ESPE Abstracts

Introduction: Obesity and related metabolic diseases occur as a chronic imbalance between energy intake and energy expenditure. Due to its high metabolic activity, brown adipose tissue (BAT) has become a promising target for the development of new treatment concepts for metabolic disease. Having a high concentration of mitochondria, BAT is necessary to control the entire energy metabolism of the body. BAT consumes significant amounts of glucose and fatty acids as fuel for energy expenditure by thermogenesis mediated by mitochondrial dissociation protein 1 (UCP1). Exosomes are nanovesicles that share the characteristics of donor cells involved in intercellular communication. BAT-derived exosomes (BAT-Exos) may orchestrate metabolic communication.

Methods: We analyzed the effect of BAT-Exos on cellular metabolism, lipid accumulation, oxidative stress, inflamatory factors in skeletal muscle, adipocytes and liver cell lines. in vitro effects of exosomes were evaluated by cell metabolism analysis. Protein contents of BAT-Exos were analyzed by mass spectrometry.
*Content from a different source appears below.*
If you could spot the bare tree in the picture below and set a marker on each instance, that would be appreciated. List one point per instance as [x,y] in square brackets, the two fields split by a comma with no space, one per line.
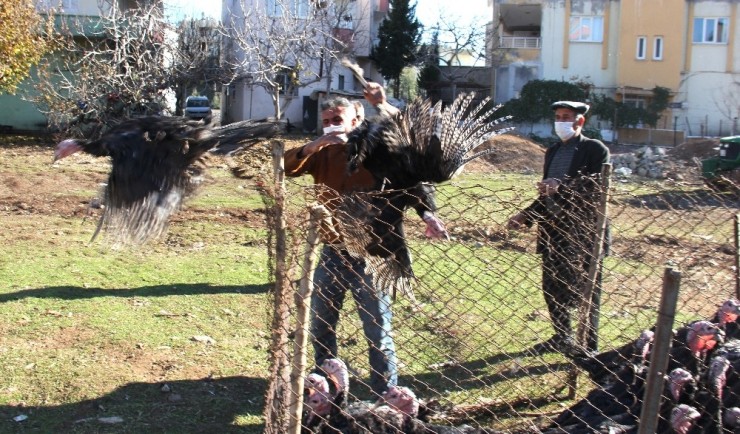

Results: The results showed that myofibers, hepatocytes, and adipocytes were exposed to BAT-Exos, they showed increased UCP1 protein abundance and cellular metabolism with increased oxygen consumption and proton leakage. These functional responses were associated with browning-like structural changes in mitochondrial and lipid droplet content. Protein profiling of exosomes demonstrated that BAT-Exos were rich in mitochondria components and involved in catalytic processes. Cells in metabolic communication also increased expression of the peroxisome proliferator-activated receptor gamma coactivator 1-alpha and mitochondrial biogenesis, along with a number of BAT selective and beige gene markers.

Conclusion: BAT Exos are important players in mediating cell-to-cell communication as well as interorgan crosstalk between adipose tissue and other distant organs, thereby participating in the regulation of local immune responses, tissue remodeling, systemic insulin sensitivity and energy homeostasis. A more detailed understanding of BAT-Exos as molecular and functional will help increase our metabolic knowledge and facilitate the development of new therapeutics for obesity regulation and the treatment of related metabolic complications.